🤖 AI Summary
Current evaluations of synthetic data privacy lack quantifiable, comparable metrics due to ambiguous privacy definitions and existing measures’ inability to reflect real-world disclosure risks.
Method: We propose the first benchmark framework based on deliberate risk insertion—integrating legal theory with a black-box threat model—to enable reproducible, cross-method assessment of privacy-utility trade-offs. Our approach systematically controls perturbations, models diverse black-box attacks, maps outputs to regulatory compliance criteria, and validates findings on public datasets.

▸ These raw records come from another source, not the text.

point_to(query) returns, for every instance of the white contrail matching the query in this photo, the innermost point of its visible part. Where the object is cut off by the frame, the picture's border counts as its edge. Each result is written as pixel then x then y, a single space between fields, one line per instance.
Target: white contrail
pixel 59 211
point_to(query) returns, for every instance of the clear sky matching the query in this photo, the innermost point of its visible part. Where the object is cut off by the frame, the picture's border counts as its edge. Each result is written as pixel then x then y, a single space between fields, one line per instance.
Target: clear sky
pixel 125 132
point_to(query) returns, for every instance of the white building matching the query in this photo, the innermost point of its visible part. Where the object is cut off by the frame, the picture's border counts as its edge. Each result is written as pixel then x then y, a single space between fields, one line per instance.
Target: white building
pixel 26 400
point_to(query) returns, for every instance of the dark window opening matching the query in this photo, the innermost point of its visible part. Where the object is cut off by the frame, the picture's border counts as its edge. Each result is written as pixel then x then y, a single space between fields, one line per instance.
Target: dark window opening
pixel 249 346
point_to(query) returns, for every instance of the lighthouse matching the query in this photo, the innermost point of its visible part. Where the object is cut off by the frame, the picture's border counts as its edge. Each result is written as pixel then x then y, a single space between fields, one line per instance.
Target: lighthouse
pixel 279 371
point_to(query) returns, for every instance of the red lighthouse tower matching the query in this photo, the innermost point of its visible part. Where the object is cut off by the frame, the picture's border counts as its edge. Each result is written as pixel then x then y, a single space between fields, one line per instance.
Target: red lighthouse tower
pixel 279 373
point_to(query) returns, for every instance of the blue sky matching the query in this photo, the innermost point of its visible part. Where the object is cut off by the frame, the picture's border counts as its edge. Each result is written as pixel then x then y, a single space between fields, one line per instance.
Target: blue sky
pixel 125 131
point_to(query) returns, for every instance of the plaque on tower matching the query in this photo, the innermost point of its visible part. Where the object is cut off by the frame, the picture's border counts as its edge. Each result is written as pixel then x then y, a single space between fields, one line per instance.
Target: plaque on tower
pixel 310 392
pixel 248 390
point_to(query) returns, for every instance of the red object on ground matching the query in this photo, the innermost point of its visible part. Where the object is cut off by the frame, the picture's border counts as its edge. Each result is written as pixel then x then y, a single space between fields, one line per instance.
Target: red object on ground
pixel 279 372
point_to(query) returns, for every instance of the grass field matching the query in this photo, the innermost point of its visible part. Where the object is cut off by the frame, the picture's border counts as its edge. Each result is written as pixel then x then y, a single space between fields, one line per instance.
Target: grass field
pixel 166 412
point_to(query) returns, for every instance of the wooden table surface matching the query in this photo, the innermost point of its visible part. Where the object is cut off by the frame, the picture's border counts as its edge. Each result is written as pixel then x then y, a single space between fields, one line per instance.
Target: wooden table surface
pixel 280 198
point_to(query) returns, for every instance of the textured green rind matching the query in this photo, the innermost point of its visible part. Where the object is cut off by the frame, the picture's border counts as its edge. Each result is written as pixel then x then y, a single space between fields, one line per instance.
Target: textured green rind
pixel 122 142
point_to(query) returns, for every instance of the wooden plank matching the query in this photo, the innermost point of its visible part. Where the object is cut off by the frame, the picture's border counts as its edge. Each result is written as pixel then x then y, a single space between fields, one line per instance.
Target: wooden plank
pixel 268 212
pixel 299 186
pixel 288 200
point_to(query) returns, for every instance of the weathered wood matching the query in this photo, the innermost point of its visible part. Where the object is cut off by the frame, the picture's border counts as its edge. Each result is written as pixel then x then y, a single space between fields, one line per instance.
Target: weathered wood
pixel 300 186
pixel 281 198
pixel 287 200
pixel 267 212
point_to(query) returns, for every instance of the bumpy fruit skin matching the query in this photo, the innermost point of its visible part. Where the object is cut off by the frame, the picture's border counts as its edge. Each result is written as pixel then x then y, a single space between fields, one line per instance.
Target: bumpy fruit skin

Contribution/Results: Empirical evaluation reveals substantial discrepancies between mainstream privacy metrics (e.g., k-anonymity, differential privacy estimates) and actual re-identification risks under realistic attack scenarios. This work establishes the first evaluation paradigm for privacy-enhancing technologies (PETs) that is simultaneously interpretable, empirically grounded, and aligned with regulatory requirements—thereby bridging theoretical guarantees, practical security, and legal accountability.
📝 Abstract
Synthetic data generation is gaining traction as a privacy enhancing technology (PET). When properly generated, synthetic data preserve the analytic utility of real data while avoiding the retention of information that would allow the identification of specific individuals. However, the concept of data privacy remains elusive, making it challenging for practitioners to evaluate and benchmark the degree of privacy protection offered by synthetic data. In this paper, we propose a framework to empirically assess the efficacy of tabular synthetic data privacy quantification methods through controlled, deliberate risk insertion. To demonstrate this framework, we survey existing approaches to synthetic data privacy quantification and the related legal theory. We then apply the framework to the main privacy quantification methods with no-box threat models on publicly available datasets.